Czytaj też: Nowe pociski US Navy zniszczą okręty przeciwników z hipersoniczną prędkością
Eksperci od dawna uważają, że pociski hipersoniczne mogą zmienić rozkład sił wśród światowych armii, a Amerykanie nalegają, by się w nie zaopatrzyć jak najszybciej. Pociski Mako, których nazwa pochodzi od ostronosa atlantyckiego (mako), najszybszego rekina w oceanach, zostały zaproponowane Marynarce Wojennej Stanów Zjednoczonych przez Lockheed Martin 7 lat temu, a teraz oficjalnie je pokazano.
Rick Loy, starszy menedżer programu Missile and Fire Control Lockheed Martin, mówi:
Dla Marynarki Wojennej Stanów Zjednoczonych jest to wielozadaniowy system o dużych możliwościach, charakteryzujący się dużą wytrzymałością i przystępny cenowo. Używając jednego systemu uzbrojenia, który jest już gotowy, można oznaczyć wiele celów.
Pociski Mako “gotowe” do lotu i produkcji
Mako nie były projektowane jako broń Hypersonic Air Launched Offensive Anti-Surface (HALO), którego celem jest zapewnienie wysokiej klasy zdolności przeciwokrętowych samolotom F/A-18E/F Super Hornet. Zamiast tego, Mako były pierwotną propozycją firmy Lockheed Martin na program Stand In Attack Weapon (SiAW), czyli broń przeciwradiolokacyjną, pozwalającą na uderzenie w obiekty przeciwnika tworzące sieć przeciwdziałającą dostępowi/blokadę obszaru.

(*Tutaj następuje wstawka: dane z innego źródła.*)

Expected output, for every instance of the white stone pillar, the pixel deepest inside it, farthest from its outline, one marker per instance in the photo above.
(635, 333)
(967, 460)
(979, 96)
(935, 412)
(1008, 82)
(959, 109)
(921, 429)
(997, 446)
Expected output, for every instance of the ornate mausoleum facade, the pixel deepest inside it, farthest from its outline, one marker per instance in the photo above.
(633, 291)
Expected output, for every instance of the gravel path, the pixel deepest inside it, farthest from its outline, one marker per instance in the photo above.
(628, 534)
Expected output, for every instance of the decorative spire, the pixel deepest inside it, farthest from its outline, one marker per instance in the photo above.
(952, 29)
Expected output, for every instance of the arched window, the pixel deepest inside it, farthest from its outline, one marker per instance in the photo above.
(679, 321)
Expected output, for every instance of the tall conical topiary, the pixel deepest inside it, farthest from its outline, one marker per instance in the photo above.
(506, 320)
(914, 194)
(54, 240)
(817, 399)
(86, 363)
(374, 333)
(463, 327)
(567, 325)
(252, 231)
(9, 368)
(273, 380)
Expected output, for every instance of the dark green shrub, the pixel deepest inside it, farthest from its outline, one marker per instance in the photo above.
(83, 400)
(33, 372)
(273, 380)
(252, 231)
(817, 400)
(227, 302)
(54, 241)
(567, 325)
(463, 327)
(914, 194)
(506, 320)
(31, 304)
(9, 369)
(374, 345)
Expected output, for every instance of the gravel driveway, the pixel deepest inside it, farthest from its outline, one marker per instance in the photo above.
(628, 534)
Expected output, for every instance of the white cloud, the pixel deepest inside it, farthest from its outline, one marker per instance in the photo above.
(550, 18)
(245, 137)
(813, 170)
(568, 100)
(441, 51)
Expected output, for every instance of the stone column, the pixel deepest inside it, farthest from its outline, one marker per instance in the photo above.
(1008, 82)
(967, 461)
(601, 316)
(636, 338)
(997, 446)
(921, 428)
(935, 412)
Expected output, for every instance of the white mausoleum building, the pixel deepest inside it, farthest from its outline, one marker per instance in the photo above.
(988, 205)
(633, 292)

Czytaj też: Historyczny test amerykańskiej broni przyszłości. Cztery pociski w akcji
Podczas gdy Lockheed Martin otrzymał na przestrzeni ostatnich lat kilka kontraktów w ramach programów SiAW, m.in. kontrakt o wartości 18 mln dol. w lutym zeszłego roku, Northrop Grumman ostatecznie wygrał program, zdobywając pełną pulę o wartości 705 mln dol. Ale pociski Lockheed Martin zrobiły takie wrażenie, że postanowiono je wykorzystać w innym programie (po odpowiedniej modyfikacji).
Mimo, że pociski hipersoniczne Mako są “gotowe” (nie wiadomo, co to dokładnie oznacza), nie wiadomo o nich zbyt wiele. Na podstawie szczątkowych danych wywnioskowano, że system będzie miał prędkość co najmniej 5 Machów i że przeszedł szereg ważnych testów. Rakiety Mako są kompatybilne z każdym samolotem wyposażonym w 30-calowe węzły uzbrojenia jak BRU-32.

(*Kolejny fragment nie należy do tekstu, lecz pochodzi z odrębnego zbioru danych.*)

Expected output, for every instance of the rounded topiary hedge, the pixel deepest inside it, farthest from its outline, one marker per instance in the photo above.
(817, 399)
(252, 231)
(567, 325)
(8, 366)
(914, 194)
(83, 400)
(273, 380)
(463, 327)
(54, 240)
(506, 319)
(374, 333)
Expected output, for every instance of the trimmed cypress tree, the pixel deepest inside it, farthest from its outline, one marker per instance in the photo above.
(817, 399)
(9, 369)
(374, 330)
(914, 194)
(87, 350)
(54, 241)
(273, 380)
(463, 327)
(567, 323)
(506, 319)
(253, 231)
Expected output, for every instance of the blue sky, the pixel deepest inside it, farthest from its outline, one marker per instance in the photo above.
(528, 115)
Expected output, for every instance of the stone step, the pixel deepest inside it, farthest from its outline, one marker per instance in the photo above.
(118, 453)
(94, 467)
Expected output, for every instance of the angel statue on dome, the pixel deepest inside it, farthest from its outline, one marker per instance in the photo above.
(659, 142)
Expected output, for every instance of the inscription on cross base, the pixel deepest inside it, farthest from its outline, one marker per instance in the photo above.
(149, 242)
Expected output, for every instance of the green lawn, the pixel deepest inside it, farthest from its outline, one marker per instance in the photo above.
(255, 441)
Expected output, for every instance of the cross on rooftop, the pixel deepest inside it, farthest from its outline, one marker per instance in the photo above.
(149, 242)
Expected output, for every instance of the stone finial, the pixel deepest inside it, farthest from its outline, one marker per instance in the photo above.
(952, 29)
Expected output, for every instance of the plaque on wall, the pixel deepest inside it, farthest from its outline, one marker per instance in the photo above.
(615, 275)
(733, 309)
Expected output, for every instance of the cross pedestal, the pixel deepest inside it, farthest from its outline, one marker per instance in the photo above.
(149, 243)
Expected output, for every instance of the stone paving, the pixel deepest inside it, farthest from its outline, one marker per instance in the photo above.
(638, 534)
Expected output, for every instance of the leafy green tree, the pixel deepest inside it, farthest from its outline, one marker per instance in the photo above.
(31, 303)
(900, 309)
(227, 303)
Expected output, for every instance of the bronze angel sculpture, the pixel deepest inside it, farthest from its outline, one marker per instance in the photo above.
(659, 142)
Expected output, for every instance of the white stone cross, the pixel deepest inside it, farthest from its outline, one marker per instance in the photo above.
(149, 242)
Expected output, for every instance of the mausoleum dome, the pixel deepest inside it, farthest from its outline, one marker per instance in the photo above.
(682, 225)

Mako pokazany na targach Sea Air Space (SAS) 2024 był zamontowany na F-35, F-22, F-16, F-15 i F-18. System można umieścić wewnętrznie w F-35, po jednym w każdej wnęce. Podobnie, jak widać podczas prezentacji skierowanej do Marynarki Wojennej USA na konferencji SAS 2024, Mako można wystrzeliwać z samolotów obsługiwanych przez lotniskowce. Rick Loy powiedział nawet, że “nic nie stoi na przeszkodzie by wystrzelić tę broń z powierzchni, ziemi, a nawet pod powierzchnią”, co wskazuje na możliwość przyszłych platform startowych Mako poza samolotami.
Niewykluczone, że pociski Mako nie będą ekskluzywnie dostępne dla US Navy, a firma Lockheed Martin wypatruje zagranicznych inwestorów. Pokazanie Mako na SAS 2024 ma wzbudzić zainteresowanie tym rodzajem broni i umożliwić jej dalszy rozwój. Ale gdyby była taka potrzeba, pociski są gotowe do wejścia do służby i produkcji choćby zaraz.